森の奥から、地鳴りのような唸りが広がっていた。
 枝をへし折り、土を震わせ、黒い影が次々と現れる。

「な、なんて数だ……」
「百は下らねえ……!」

 村人たちが息を呑む。
 狼型の魔物、猪のような突進型、羽を持つ影まで混ざり、怒涛の勢いで迫ってくる。

 だが俺は冷静だった。
 この瞬間のために準備してきた。
 恐怖を押さえ込み、声を張り上げる。

「全員、配置につけ! 予定通り“北門”へ誘導する!」

 村の入口には、わざと柵を低くした場所を設けてある。
 魔物はそこを“弱点”と見て群れごと殺到するだろう。
 だが、それこそが俺たちの狙いだ。

「罠班、準備!」
「矢筒、火打石よし!」

 若者たちが慌ただしく動く。
 子供たちも鐘の縄を握りしめ、緊張に震える手を必死に抑えていた。

 最初に突っ込んできたのは、牙を剥いた狼型。
 十体ほどが同時に飛びかかってくる。

「今だ――【支援魔法・鉄壁の守護(ディフェンスオーラ)】!」

 前列に結界を展開。
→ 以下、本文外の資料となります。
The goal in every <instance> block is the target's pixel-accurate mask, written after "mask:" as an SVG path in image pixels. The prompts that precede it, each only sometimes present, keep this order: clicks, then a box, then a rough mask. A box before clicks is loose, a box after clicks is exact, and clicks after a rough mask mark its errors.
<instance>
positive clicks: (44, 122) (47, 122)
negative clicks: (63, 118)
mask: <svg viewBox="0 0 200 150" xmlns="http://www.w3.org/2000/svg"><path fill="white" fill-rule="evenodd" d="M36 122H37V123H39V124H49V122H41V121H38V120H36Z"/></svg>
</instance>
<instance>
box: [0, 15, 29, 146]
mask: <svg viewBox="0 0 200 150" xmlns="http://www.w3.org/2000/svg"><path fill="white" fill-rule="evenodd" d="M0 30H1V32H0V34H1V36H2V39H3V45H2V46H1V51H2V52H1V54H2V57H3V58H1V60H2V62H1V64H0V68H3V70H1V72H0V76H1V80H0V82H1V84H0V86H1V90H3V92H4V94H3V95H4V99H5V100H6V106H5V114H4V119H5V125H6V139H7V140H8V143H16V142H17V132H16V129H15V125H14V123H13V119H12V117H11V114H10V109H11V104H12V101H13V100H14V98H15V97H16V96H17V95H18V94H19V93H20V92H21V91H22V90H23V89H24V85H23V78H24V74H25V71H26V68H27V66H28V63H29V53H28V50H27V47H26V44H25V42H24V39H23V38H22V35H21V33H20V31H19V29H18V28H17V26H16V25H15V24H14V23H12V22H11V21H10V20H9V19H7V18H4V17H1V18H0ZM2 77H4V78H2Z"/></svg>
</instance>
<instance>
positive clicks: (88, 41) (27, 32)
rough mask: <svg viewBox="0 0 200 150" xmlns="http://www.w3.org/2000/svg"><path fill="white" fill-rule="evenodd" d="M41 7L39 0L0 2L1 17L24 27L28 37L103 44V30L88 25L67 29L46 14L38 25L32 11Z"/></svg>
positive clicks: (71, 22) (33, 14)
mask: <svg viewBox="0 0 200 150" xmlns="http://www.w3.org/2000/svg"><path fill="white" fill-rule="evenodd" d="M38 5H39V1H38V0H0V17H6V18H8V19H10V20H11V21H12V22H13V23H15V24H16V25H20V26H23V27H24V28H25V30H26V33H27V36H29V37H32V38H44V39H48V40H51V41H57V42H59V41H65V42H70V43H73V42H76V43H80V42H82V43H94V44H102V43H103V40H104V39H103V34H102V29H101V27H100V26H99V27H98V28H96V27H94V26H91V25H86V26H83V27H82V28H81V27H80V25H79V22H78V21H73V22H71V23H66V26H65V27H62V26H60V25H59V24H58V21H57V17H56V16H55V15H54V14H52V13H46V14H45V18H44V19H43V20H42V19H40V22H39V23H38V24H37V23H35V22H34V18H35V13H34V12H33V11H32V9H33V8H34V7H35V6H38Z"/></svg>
透明な壁が衝撃を吸収し、村人たちを守る。
 その隙に槍の先端が突き出され、狼が次々と倒れる。

「押すな! 引け! 隊列を崩すな!」

 俺の声に合わせ、訓練通り村人たちは半歩引き下がる。
 槍を失えばすぐに別の者が前に出る――連携が生きていた。

 だが、それは序章にすぎない。
 後方から、猪型の魔物が十数体、土煙を上げて突進してきた。
 大地が揺れ、柵がきしむ。

「杭を外せ! 今だ!」

 合図と同時に、村人たちが縄を引く。
 北門に仕掛けた杭が倒れ、狭い通路が露わになる。
 猪たちは勢いのまま雪崩れ込み――

「【支援魔法・地脈共鳴(レゾナンス)】!」

 俺が大地に手を当てると、通路の土が震え、崩れた。
 猪の巨体が次々と足を取られ、穴へと落ちていく。
 土煙と絶叫が響き、残りの群れは混乱した。

「今だ、火矢を放て!」

 女たちが火を灯した矢を一斉に射る。
 油を染み込ませた布が燃え上がり、魔物の背を焼く。
 炎に驚いた翼の魔物が空へ逃げようとした瞬間――

「【支援魔法・風壁(ウィンドシールド)】!」

 俺は空へ風の壁を張った。
 翼を広げた魔物たちが風に弾かれ、地面へ叩きつけられる。
 そこへ槍と石が雨のように降り注ぎ、次々と息絶えていった。

 だが、群れは止まらない。
 森の奥から、さらに影が溢れてくる。

「まだ……これで半分だと……!?」
 若者の顔が蒼白になる。

「怯むな!」
 俺は怒鳴った。
「ここを越えさせるな! 俺の補助がある限り、お前たちは倒れない!」

 その声に呼応するように、村人たちが一斉に雄叫びを上げる。
 槍を構え、矢をつがえ、盾を握る。

 ――総力戦の幕が、ついに上がった。